Thursday, April 23, 2009

New broom

It's spring cleaning week here at the homestead. And although it wasn't my idea, and I really haven't done anything to help, I heartily approve of the results.

Both Noel and I are pack rats. We accumulate stuff at an alarming rate, accelerated by our occupations and avocations. Noel gets dozens of CDs and DVDs in the mail every week. I buy yarn. The kids collect little prizes or toys from various crane machines and kiddie-meal purveyors around town. And while it's difficult for me to throw things away when there's still any value left in them, it's equally difficult for me to find a way to get them out of the house without throwing them away.

Periodically Noel has to make a purge. His philosophy is that if I don't notice it's gone, I didn't need it in the first place. It's just the attitude that's needed, because the clutter in our home takes a mental, physical, and spiritual toll on me. Even though there's a hypothetical moment somewhere in my future where I'm disappointed that we don't still have something I thought we'd kept, there's a very real, concrete present moment in which every glance around the room is more peaceful and calm because I don't see clutter angrifying up the place. I think it's a good tradeoff -- or at least, I try to calm my anxiety during the purge by reminding myself that it's a good tradeoff.

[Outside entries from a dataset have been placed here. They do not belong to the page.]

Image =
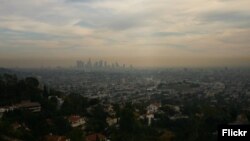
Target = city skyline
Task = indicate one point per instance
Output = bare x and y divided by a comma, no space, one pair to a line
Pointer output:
160,33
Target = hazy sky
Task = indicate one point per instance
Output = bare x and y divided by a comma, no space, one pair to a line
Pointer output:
139,32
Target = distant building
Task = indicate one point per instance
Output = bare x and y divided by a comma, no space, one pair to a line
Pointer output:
76,121
55,138
96,137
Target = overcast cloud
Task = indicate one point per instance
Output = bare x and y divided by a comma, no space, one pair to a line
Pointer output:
123,29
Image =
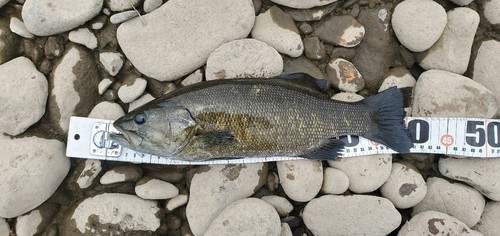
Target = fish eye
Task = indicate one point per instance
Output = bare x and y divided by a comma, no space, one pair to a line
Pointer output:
140,119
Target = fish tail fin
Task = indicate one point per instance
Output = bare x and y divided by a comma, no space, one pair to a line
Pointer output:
387,113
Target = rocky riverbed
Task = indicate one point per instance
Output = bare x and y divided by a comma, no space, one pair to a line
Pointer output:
103,58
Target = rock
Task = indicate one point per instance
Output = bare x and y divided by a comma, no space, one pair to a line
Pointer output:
303,4
479,173
124,173
344,76
488,225
418,24
276,28
249,216
112,214
344,31
280,204
441,93
455,199
244,58
351,215
487,67
230,182
49,17
149,188
188,27
112,62
435,223
366,173
334,181
18,27
75,79
23,94
301,179
26,179
453,49
405,187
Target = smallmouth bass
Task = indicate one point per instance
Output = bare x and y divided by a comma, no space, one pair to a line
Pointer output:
238,118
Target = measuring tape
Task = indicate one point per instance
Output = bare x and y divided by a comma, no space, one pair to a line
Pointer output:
468,137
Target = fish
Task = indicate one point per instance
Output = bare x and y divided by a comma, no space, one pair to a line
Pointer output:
287,115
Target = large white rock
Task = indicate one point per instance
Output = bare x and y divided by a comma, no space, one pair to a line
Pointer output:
32,169
49,17
180,35
214,187
453,49
23,94
250,216
242,59
418,23
442,93
351,215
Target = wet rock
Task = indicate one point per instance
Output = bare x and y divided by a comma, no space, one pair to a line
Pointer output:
366,173
23,94
230,182
276,28
301,179
441,93
455,199
244,58
351,215
189,28
111,213
453,49
249,216
25,170
49,17
418,24
435,223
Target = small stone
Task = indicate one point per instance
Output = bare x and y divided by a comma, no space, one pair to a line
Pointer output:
351,215
83,36
366,173
418,23
301,179
244,58
250,216
455,199
281,204
343,75
435,223
118,174
276,28
405,187
334,181
453,49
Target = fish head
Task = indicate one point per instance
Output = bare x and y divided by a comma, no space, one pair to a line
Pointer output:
163,129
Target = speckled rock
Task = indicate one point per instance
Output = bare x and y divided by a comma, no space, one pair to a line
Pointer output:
231,182
435,223
244,58
344,31
23,94
482,174
351,215
453,49
49,17
301,179
366,173
455,199
276,28
441,93
250,216
111,213
188,27
26,182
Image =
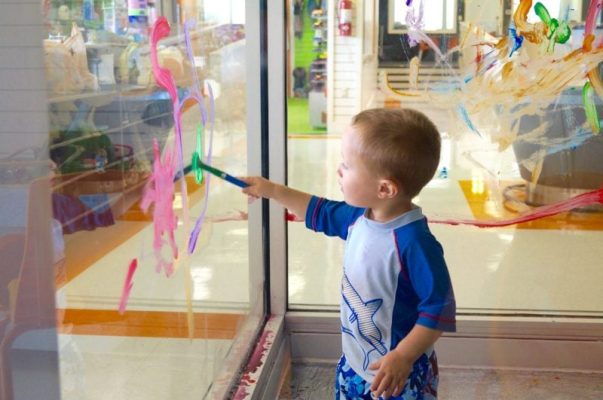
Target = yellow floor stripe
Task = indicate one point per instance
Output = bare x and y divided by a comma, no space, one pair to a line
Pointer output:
155,324
566,221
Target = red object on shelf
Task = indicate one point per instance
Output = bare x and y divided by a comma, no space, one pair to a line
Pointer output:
344,12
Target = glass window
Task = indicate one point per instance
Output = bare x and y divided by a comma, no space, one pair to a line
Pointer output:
146,256
441,16
509,148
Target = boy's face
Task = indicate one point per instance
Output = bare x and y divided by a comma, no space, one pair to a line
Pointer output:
358,184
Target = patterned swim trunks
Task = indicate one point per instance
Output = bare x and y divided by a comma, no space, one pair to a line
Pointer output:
422,383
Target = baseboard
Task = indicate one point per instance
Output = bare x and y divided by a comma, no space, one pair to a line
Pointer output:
316,339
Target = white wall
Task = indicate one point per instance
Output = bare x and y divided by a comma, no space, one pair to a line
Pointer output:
23,110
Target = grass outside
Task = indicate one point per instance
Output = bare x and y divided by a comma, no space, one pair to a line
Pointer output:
298,118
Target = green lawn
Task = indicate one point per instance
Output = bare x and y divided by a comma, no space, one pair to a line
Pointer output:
298,119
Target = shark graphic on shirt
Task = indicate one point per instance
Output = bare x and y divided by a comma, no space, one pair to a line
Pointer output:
362,314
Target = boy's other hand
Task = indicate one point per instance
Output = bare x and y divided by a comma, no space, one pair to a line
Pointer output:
392,372
258,187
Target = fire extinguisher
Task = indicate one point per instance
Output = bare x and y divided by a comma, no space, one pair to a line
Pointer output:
345,17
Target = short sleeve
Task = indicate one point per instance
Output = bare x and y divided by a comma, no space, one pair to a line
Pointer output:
429,276
331,217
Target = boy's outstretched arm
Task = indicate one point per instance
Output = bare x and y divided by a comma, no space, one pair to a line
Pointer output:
394,368
293,200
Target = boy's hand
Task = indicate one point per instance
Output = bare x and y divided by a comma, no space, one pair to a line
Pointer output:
258,187
392,372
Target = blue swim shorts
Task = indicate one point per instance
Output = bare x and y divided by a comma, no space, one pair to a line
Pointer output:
422,383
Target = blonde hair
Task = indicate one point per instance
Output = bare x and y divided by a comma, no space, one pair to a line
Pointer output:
399,144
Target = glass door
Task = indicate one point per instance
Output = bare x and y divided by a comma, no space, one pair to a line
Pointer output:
128,270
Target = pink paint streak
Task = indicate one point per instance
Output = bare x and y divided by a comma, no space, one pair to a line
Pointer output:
256,360
582,200
160,191
125,293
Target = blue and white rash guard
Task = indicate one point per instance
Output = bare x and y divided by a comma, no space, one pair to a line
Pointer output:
394,276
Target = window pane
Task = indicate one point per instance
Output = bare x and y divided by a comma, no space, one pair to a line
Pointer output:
509,146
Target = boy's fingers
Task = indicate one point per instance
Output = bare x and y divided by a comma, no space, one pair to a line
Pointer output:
375,365
383,386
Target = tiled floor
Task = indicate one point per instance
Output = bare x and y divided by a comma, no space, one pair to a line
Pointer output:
310,382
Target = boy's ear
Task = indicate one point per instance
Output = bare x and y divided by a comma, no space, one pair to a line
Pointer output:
387,189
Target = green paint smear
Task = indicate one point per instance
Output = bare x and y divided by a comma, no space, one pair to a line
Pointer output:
590,109
196,165
558,32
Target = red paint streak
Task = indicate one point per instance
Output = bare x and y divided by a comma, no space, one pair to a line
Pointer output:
125,294
255,362
582,200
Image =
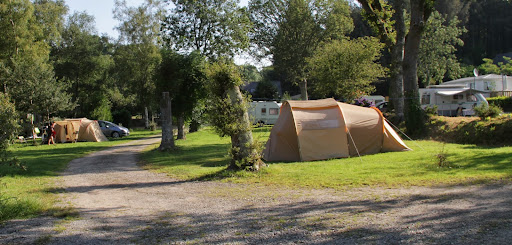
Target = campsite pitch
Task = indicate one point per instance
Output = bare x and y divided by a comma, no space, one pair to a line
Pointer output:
112,201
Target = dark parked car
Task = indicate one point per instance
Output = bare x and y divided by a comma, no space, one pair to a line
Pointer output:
382,106
113,130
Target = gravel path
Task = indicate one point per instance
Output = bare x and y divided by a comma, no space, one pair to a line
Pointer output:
119,203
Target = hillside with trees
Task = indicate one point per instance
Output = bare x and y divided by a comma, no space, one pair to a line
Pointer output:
54,64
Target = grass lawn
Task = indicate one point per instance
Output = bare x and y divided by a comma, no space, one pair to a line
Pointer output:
31,192
204,156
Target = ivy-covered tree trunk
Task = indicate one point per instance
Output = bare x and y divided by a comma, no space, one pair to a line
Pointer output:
181,128
397,57
167,135
194,126
228,114
242,148
414,116
303,85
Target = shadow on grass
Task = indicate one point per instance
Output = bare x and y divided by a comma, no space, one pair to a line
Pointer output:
208,155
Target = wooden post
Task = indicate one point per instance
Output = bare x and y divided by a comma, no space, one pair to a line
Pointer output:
167,134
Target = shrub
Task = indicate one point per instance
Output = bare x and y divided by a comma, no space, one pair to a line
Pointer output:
484,111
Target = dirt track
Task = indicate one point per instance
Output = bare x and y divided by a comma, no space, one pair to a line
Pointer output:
119,203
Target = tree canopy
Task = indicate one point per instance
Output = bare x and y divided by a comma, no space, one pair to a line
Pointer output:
346,69
215,28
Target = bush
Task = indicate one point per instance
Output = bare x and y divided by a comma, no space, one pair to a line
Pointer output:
483,111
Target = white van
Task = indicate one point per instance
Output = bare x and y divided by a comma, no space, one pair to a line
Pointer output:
451,100
264,112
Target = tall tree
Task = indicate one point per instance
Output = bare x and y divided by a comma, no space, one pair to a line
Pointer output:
8,128
290,31
489,32
390,27
215,28
139,31
437,59
346,68
420,12
228,113
80,59
25,71
183,76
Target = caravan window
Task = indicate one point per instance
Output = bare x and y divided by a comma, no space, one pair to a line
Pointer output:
425,99
458,96
471,98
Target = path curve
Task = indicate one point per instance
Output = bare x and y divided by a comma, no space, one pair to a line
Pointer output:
119,203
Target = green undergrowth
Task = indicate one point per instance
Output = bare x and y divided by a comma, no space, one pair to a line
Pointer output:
203,156
30,192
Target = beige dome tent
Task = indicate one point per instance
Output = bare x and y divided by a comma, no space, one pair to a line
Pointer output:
325,129
82,129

After a hard week in the trenches, my boss is taking a mental health day tomorrow. He told me that he's planning to spend it spreading mulch on his backyard landscaping. It's a job he's hired out the last two years. But this year, he's doing it himself because it's an accomplishment he can have control over. That's something that's often missing in our middle-management jobs in academia. And while Noel probably gets more of that kind of satisfaction in his job as a freelance writer -- although getting paid can be a struggle sometimes -- he's probably prone to seek the same kind of accomplishment in his physical surroundings. I just enjoy the fruits of his labor. Knowing how hard it would be for me to get up the gumption and discipline to do it myself makes me appreciate it all the more.